I know not one person who died from smoking a cigarette, at any age: I am aware of more than 4000 (mainly teens) who died unexpectedly in a matter of hours after downing fast a bottle of vodka, or a quart pitcher of beer poured down the throat via a tubular funnel.

So, no, I can’t dance with joy at a .08% BAC reform that won’t even take hold for 4 years, and not be enforced for 6 years when States who don’t comply begin to lose their Federal highway funds. It’s a small but necessary move which may cause the thinking driver to be more careful. Some studies have shown that even the addicted drinking drivers have been more careful under the .08% law. Studies also show that in States which have had .08% for 2-3 years, alcohol sales did not. go down. Folks just drank differently..at home, or with a designated driver.

A last ditch effort by the National Restaurant Asso. to kill the .08% mandate launched a news advisory to their members in late September, stating that “a .08BAC mandate violates States’ rights and will not solve the problem of drunk driving”.

Driving in every State is not a right; it is a guarded privilege. Drivers move around this Nation all the time. The DWI laws must be uniform, understood and enforced. We have a much better chance to deter drunk driving & illegal alcohol sales as national crimes, than we do to deter illicit drug sales, although almost all the billions of tax dollars are allocated to the latter with no good results.

But back to the National Restaurant Asso. claims. They are right that the .08% reform won’t solve the DWI problem. It isn’t designed to do that. No single measure could.
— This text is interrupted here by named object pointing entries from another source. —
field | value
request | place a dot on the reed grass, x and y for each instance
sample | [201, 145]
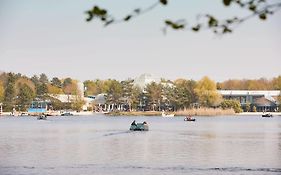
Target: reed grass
[205, 112]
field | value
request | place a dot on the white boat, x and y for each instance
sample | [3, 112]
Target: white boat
[167, 115]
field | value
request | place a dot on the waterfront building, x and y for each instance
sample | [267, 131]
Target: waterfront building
[262, 100]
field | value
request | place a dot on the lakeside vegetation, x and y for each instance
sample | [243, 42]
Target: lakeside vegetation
[181, 96]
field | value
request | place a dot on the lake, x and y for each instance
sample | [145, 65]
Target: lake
[103, 145]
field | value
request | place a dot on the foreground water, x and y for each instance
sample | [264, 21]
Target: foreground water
[103, 145]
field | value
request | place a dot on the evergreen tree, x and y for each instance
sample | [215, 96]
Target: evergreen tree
[10, 92]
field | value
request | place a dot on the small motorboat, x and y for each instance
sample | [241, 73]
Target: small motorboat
[267, 115]
[42, 117]
[167, 115]
[189, 119]
[139, 126]
[66, 114]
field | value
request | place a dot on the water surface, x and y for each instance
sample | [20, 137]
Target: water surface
[104, 145]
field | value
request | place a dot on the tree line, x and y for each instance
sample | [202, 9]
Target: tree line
[17, 91]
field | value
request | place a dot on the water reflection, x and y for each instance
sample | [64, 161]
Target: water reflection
[104, 145]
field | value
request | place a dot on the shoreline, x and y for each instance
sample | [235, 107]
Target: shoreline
[153, 113]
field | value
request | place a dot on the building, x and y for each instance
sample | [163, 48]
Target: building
[262, 100]
[144, 80]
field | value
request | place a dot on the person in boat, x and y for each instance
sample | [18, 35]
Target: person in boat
[134, 123]
[188, 117]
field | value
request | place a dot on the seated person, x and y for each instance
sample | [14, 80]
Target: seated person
[134, 123]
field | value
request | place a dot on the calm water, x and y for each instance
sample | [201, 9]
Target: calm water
[103, 145]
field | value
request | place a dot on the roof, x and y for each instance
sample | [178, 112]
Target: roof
[249, 92]
[263, 102]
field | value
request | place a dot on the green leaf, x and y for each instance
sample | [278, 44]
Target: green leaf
[127, 18]
[196, 28]
[227, 2]
[262, 16]
[164, 2]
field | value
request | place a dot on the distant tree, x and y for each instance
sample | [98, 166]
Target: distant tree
[2, 91]
[154, 95]
[56, 82]
[10, 92]
[231, 104]
[54, 89]
[207, 92]
[248, 107]
[277, 83]
[43, 78]
[25, 96]
[185, 93]
[254, 109]
[130, 93]
[77, 103]
[66, 82]
[279, 101]
[91, 87]
[35, 80]
[71, 88]
[113, 91]
[260, 8]
[41, 89]
[24, 80]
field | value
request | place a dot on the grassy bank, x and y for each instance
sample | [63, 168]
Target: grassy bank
[193, 112]
[135, 113]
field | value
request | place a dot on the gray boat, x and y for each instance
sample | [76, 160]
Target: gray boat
[139, 126]
[42, 117]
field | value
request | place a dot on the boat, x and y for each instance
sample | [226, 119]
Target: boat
[189, 119]
[167, 115]
[42, 117]
[267, 115]
[66, 114]
[139, 126]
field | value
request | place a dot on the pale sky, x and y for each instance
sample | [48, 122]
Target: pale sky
[52, 37]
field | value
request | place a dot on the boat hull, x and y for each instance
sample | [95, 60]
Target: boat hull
[139, 127]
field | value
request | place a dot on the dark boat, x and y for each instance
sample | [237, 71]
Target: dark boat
[139, 126]
[42, 117]
[189, 119]
[267, 115]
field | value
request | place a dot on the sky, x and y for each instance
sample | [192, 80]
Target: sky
[52, 37]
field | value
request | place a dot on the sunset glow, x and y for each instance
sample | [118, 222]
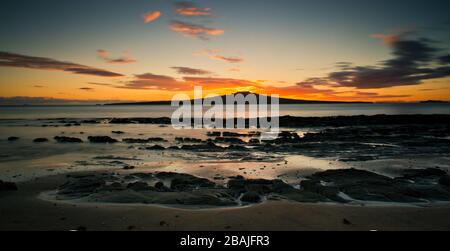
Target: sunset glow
[152, 50]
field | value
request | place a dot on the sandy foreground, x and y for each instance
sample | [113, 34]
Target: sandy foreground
[25, 210]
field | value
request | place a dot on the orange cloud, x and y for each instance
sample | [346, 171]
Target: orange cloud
[125, 59]
[215, 55]
[193, 30]
[191, 9]
[151, 16]
[194, 11]
[8, 59]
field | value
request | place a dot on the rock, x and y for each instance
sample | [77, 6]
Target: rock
[445, 181]
[138, 186]
[237, 148]
[82, 186]
[156, 148]
[228, 140]
[128, 167]
[67, 140]
[241, 185]
[188, 140]
[184, 182]
[254, 142]
[160, 187]
[40, 140]
[143, 141]
[101, 139]
[346, 222]
[423, 173]
[233, 134]
[367, 186]
[251, 197]
[214, 134]
[7, 186]
[13, 139]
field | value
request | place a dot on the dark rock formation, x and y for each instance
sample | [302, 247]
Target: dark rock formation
[67, 140]
[101, 139]
[7, 186]
[40, 140]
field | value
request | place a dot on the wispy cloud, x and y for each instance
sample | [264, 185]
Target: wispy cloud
[88, 89]
[151, 16]
[23, 100]
[124, 59]
[8, 59]
[216, 55]
[99, 84]
[150, 81]
[191, 71]
[194, 30]
[413, 61]
[191, 9]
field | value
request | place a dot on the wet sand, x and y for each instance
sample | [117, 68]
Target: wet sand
[24, 210]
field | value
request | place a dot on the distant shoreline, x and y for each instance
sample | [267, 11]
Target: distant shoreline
[167, 103]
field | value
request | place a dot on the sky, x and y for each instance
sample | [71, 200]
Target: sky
[148, 50]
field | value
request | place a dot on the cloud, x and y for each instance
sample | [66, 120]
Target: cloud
[312, 90]
[215, 55]
[150, 81]
[22, 61]
[99, 84]
[391, 39]
[191, 71]
[413, 61]
[194, 30]
[124, 59]
[151, 16]
[445, 59]
[191, 9]
[52, 101]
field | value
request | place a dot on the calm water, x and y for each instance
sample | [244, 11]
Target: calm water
[315, 110]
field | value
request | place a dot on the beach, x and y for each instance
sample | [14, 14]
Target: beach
[25, 211]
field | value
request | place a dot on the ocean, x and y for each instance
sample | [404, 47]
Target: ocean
[307, 110]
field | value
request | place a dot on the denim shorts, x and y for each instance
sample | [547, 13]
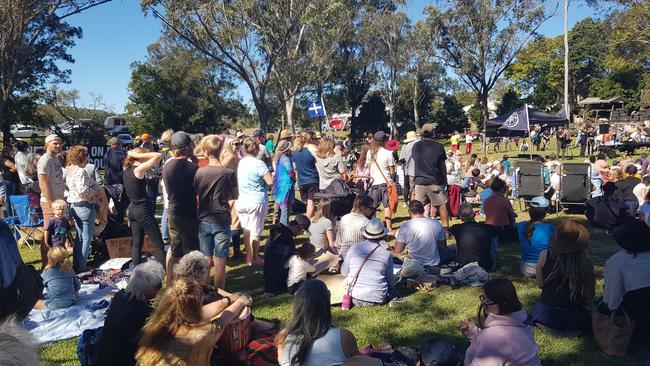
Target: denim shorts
[214, 239]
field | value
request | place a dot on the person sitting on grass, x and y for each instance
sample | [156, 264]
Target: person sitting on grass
[127, 315]
[299, 267]
[310, 339]
[321, 229]
[474, 240]
[534, 235]
[177, 334]
[371, 280]
[566, 276]
[502, 336]
[57, 232]
[424, 238]
[280, 246]
[59, 280]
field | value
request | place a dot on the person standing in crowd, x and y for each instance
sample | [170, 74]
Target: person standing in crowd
[368, 268]
[83, 194]
[382, 171]
[216, 186]
[534, 235]
[349, 229]
[263, 153]
[229, 158]
[113, 161]
[330, 165]
[284, 180]
[50, 182]
[423, 237]
[566, 276]
[178, 175]
[305, 164]
[141, 214]
[626, 187]
[127, 314]
[406, 157]
[502, 336]
[431, 174]
[474, 240]
[253, 178]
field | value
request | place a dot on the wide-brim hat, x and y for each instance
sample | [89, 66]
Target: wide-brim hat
[633, 236]
[410, 136]
[392, 145]
[375, 230]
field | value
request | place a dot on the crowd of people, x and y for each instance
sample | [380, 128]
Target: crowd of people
[215, 192]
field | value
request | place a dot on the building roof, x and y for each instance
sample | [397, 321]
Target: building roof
[596, 100]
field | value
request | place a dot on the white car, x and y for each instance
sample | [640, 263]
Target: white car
[22, 131]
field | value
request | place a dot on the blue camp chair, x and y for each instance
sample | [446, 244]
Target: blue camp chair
[27, 222]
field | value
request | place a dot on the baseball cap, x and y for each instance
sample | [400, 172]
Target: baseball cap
[540, 201]
[180, 140]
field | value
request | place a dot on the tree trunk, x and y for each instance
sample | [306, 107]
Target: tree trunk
[416, 97]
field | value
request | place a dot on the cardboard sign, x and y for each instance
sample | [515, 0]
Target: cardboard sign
[121, 247]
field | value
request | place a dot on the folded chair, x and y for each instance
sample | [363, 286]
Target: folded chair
[27, 222]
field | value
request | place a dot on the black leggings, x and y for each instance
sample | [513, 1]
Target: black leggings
[144, 222]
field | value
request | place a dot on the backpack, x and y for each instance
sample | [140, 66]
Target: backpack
[87, 346]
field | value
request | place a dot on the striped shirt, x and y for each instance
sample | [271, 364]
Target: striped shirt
[349, 231]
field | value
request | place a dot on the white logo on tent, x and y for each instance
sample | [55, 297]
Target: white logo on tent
[512, 121]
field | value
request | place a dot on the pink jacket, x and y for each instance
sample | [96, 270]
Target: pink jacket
[505, 341]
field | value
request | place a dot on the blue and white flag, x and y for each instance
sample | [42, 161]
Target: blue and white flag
[316, 109]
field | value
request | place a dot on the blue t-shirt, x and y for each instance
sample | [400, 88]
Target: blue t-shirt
[530, 249]
[250, 177]
[305, 166]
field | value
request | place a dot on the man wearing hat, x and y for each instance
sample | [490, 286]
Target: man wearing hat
[372, 279]
[406, 158]
[279, 248]
[382, 170]
[178, 176]
[50, 181]
[431, 173]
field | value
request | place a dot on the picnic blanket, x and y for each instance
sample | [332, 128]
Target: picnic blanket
[88, 312]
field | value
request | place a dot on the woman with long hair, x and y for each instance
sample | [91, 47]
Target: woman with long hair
[566, 276]
[283, 180]
[176, 333]
[502, 336]
[310, 339]
[322, 226]
[329, 164]
[83, 194]
[534, 235]
[141, 213]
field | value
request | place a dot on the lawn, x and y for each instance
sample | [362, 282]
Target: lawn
[433, 314]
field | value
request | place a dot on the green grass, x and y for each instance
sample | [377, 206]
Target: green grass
[433, 314]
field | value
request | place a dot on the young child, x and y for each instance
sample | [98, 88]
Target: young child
[57, 232]
[299, 267]
[59, 279]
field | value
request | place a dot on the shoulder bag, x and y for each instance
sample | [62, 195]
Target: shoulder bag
[346, 304]
[393, 197]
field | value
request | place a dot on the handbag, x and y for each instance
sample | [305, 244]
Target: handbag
[612, 332]
[393, 197]
[346, 304]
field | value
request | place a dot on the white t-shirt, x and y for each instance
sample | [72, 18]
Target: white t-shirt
[298, 270]
[421, 236]
[250, 178]
[384, 160]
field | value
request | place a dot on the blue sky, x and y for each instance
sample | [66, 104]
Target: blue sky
[118, 33]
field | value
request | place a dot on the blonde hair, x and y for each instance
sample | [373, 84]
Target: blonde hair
[57, 257]
[179, 308]
[60, 204]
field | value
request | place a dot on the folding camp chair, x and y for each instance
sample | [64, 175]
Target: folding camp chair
[27, 222]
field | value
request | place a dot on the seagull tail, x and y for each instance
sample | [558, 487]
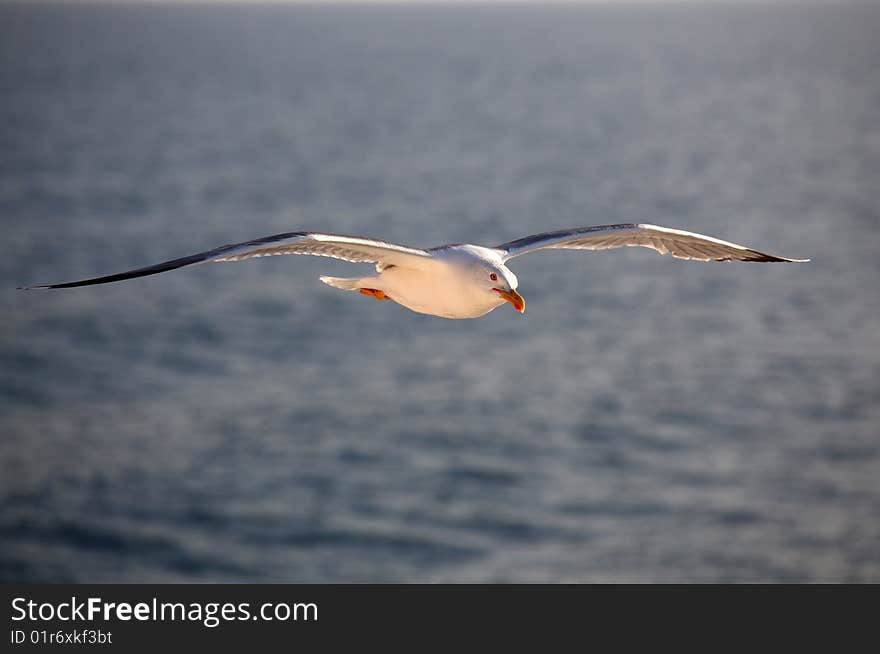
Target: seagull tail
[345, 283]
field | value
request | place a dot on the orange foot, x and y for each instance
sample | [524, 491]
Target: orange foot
[376, 293]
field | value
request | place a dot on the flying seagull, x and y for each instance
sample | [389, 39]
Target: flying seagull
[452, 281]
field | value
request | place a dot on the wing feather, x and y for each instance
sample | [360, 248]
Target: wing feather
[348, 248]
[677, 242]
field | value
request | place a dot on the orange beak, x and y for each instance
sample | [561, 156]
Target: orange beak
[514, 298]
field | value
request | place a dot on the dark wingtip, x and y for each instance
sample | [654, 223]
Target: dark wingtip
[761, 257]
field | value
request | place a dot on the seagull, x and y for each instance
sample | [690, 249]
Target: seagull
[458, 280]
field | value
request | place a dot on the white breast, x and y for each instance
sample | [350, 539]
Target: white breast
[444, 292]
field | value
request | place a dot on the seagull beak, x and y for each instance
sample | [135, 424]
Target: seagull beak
[513, 297]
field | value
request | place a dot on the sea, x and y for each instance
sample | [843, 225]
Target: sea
[646, 420]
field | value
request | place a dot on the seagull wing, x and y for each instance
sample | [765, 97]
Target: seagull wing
[678, 243]
[348, 248]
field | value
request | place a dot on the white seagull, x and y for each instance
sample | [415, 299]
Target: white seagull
[457, 280]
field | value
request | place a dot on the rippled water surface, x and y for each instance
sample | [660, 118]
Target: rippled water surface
[647, 419]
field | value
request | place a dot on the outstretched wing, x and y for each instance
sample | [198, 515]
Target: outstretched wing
[347, 248]
[678, 243]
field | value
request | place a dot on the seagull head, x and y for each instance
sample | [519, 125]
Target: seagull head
[502, 282]
[488, 275]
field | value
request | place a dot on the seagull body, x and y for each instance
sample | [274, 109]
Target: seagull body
[457, 280]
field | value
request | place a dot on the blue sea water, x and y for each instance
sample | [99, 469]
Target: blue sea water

In fact, if plea bargaining out-of-alcohol is permitted, NO LAWS will make a difference since everyone arrested could hire a lawyer, take a plea to bald tire or parking on the pavement, pay a $50 fine and their lawyer thousands of dollars, and drive home with a valid license.

When RID-NYS (Remove Intoxicated Drivers) enabled passage of a “no plea out of alcohol” law in 1980, DWI lawyers’ fees plummeted. On Long Island the fees dropped from $1000 to $250 for a first time offender. The DWI deaths dropped swiftly too, saving more than 6000 motorists’ lives from 1981-1991. New York and Utah are STILL the safest States in which to drive. The alcohol-related deaths are under 25% of all highway fatalities, the lowest in the Nation for six consecutive years.

BACK TO THE DRAWING BOARD, LEGISLATORS! We need a workable SNAP (sane national alcohol policy) from lawmakers, not an insane ineffective illicit drugs’ war policy. We need PSAs countering those cute alcohol promotions on the air waves, we need warnings on alcohol products that have a lethal dose when binged, (name that poison), we need limitations on where and when the drug alcohol can be promoted, and we need the Fairness Doctrine re- introduced in the national FCC (Federal Communications Commission) guidelines, after being vetoed by Reagan, veto-threatened by Bush and ignored by Clinton and the Congress. And we need a .05% DWI entry level with a .03% impaired standard, .02% for a repeat offender.

As for me, I’ve inched my deck chair on the Titanic a bit above the sink line with a .08% national standard. I’m grateful for small favors.